Cerita Inspiratif Perempuan yang Menandatangani Perjanjian Pranikah dan Meraih Keuntungan
Perjanjian pranikah bukan hanya soal perlindungan harta, tapi juga langkah bijak yang membawa ketenangan dan keberhasilan bagi banyak pasangan. Simak kisah menarik tiga wanita yang membuktikan nilai pentingnya perjanjian ini.
Seseorang mungkin menandatangani perjanjian pranikah karena tekanan pasangan, sementara yang lain justru menghemat banyak biaya saat proses perceraian di pengadilan.
Di era modern ini, janji untuk tetap bersama dalam suka dan duka tidak cukup untuk meyakinkan pasangan tentang komitmen sejati. Cinta tentu penting, namun banyak yang memilih untuk melindungi diri secara hukum agar hubungan tetap aman.
Itulah sebabnya banyak pasangan yang memilih untuk menandatangani perjanjian pranikah. Alasan mereka beragam: ada yang takut harus membagi harta jika berpisah, dan ada pula yang ingin menunjukkan keseriusan dan kepercayaan kepada pasangan.

Tokoh pertama kita berasal dari Volgograd. Oksana dan Andrey menikah saat mereka masih berusia 18 tahun. Tak lama kemudian, mereka dikaruniai seorang putri dan seorang putra.
"Ini adalah cinta sejati. Bahkan saat kami bercerai, saya masih sangat mencintai suami saya. Hubungan kami kuat dan baik. Andrey memulai bisnis dan berhasil. Saya bekerja dengan senang hati, mengurus rumah dan anak-anak. Kami berkeliling dunia," kata Oksana K.
Namun, kehidupan pernikahan yang harmonis mulai retak akibat masalah alkohol. Suatu hari, pertengkaran hebat membuat Andrey meninggalkan rumah dan mengajukan perceraian.
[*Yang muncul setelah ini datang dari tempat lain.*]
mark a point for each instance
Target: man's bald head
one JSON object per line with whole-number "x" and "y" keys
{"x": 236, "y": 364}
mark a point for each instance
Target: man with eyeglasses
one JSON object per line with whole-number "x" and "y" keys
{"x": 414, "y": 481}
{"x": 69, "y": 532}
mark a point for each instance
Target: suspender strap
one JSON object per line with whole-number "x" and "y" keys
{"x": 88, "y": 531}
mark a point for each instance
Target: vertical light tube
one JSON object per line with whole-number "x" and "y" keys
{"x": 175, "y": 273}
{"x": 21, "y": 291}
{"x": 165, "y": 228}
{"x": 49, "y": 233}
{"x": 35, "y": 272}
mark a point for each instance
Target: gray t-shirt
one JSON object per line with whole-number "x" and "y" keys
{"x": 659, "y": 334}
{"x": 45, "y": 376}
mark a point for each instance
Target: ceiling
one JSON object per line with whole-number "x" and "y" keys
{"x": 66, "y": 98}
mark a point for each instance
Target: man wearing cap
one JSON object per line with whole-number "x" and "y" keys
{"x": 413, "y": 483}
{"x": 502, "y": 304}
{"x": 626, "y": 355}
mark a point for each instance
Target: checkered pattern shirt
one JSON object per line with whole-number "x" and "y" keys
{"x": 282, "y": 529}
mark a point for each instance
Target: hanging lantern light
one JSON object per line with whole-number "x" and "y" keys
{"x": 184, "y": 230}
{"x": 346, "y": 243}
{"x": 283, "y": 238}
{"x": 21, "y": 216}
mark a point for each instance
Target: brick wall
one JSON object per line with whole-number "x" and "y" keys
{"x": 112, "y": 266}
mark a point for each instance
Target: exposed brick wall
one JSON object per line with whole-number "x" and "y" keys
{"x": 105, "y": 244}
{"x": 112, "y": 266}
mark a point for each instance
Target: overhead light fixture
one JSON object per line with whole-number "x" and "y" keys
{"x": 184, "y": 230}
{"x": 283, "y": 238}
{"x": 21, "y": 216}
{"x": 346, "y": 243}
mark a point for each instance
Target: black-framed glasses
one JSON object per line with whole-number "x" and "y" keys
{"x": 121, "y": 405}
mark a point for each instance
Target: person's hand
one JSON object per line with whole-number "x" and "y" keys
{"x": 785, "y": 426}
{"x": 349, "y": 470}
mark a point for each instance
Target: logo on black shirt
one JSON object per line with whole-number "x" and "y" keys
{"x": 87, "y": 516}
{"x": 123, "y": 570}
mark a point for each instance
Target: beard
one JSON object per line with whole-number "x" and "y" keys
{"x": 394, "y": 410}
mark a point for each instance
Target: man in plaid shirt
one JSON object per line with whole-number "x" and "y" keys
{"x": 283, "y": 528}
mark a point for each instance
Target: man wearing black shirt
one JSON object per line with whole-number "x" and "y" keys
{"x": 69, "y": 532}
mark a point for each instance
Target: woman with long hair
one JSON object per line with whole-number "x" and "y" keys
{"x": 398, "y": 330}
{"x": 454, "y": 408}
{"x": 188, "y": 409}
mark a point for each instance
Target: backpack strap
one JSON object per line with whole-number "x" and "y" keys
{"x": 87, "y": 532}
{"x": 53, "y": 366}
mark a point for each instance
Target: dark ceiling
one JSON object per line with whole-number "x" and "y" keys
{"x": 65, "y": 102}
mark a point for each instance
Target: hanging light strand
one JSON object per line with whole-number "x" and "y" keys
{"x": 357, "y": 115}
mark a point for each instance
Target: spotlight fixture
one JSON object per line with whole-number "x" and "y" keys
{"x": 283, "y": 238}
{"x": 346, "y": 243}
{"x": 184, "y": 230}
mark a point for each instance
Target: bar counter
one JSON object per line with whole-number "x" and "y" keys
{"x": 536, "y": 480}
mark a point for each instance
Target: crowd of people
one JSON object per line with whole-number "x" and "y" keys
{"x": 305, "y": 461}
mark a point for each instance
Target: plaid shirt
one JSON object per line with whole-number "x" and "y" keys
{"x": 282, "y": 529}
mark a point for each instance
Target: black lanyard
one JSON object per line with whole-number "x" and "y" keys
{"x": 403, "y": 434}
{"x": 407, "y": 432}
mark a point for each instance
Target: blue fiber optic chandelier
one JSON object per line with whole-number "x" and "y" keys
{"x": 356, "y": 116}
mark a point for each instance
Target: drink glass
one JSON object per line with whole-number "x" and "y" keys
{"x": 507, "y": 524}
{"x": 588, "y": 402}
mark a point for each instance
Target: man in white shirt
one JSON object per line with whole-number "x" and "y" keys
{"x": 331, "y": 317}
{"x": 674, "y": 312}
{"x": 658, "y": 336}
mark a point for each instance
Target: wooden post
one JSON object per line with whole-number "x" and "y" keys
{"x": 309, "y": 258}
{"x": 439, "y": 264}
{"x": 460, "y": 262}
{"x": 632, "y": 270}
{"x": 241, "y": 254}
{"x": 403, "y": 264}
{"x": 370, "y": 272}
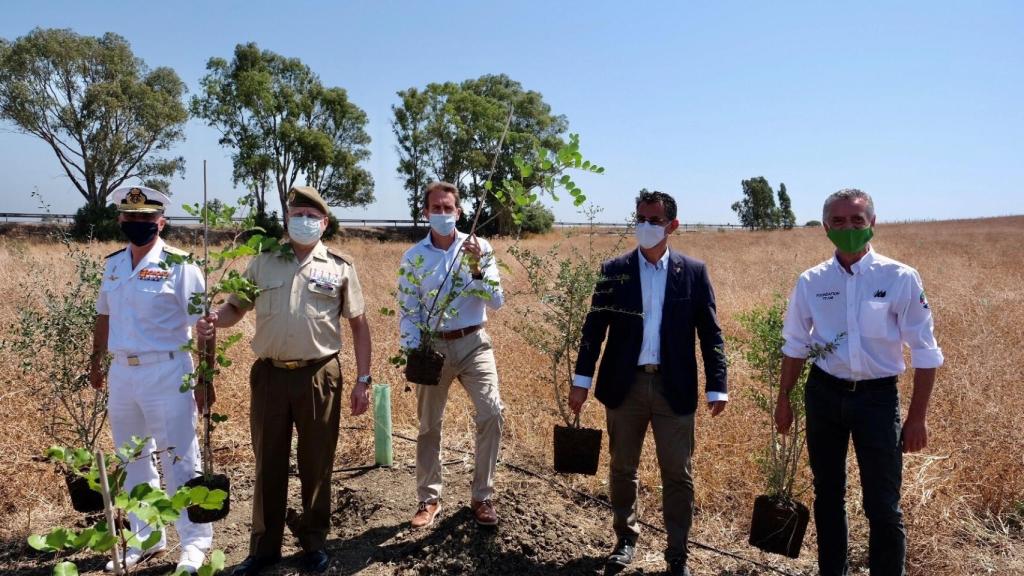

Sementara Oksana menangis sendirian, Andrey sudah menemukan wanita lain dan pindah ke tempatnya, meninggalkan Oksana bersama anak-anak di apartemen 150 meter persegi yang baru mereka beli dengan hipotek.
"Pertengkaran kami sangat sengit hingga jelas kami akan bercerai. Andrey pun meminta saya menandatangani perjanjian pranikah. Saya setuju agar tidak perlu melihat atau mendengar dia lagi. Saya mendapatkan apartemen, mobil, dan garasi. Properti lain segera dia alihkan ke rekan bisnis agar saya tak bisa menuntutnya," ungkap Oksana.
Meski terluka, Oksana tidak menolak karena cintanya yang dalam pada suami.
"Akhirnya tidak ada yang perlu dibagi di pengadilan, semuanya diatur oleh perjanjian. Notaris menyarankan agar saya mencantumkan jumlah tunjangan anak, lebih baik berupa persentase dari penghasilan suami. Saya meminta tambahan 5% dari perkiraan saya dan mencoba melupakan semuanya seperti mimpi buruk. Kesalahan saya hanya pada jumlah tunjangan yang kini terasa terlalu kecil karena kenaikan biaya hidup, dan saya tidak tahu bisa mengajukan revisi ke pengadilan. Kini anak-anak sudah dewasa," kata Oksana.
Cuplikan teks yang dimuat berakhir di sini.